Special Collections
Ivor Bridges
My interest in coins started because my Father, who had served in the Royal Marines in the Second World War and had been posted to the Far East, brought home a group of Japanese occupation notes and a British trade dollar, which he gave to me when I was older. My Mother, meanwhile, collected silver threepences from Christmas puddings, in the days when it was considered good luck to find one in the portion you were served!
Our village churchwarden was a keen collector of British Colonial coins and introduced me to the Bath & Bristol Numismatic Society, which I joined after I left school. In those days meetings sometimes had up to 40 attendees and there were annual club auctions.

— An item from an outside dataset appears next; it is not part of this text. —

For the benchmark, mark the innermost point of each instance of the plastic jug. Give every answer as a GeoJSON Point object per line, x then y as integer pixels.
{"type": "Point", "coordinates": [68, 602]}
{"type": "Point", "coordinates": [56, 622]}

I took a break of about 10 years, during which I undertook a five-year apprenticeship, got married and started a building business with my Father. I rejoined the numismatic society in 1969 and have retained my membership in it since.
The majority of my collection was bought from club members when they ceased collecting, or in later years from their estates. The Bath & Bristol NS had a very knowledgeable group of serious collectors, whom I got to know very well. Through them I was able to build up a substantial collection of coins, tokens and paper money which, as my children have no interest in the subject, are now being disposed of through a series of Noonans auctions.
I hope and trust that the new owners of pieces from my collection will derive the same enjoyment from owning them that I have.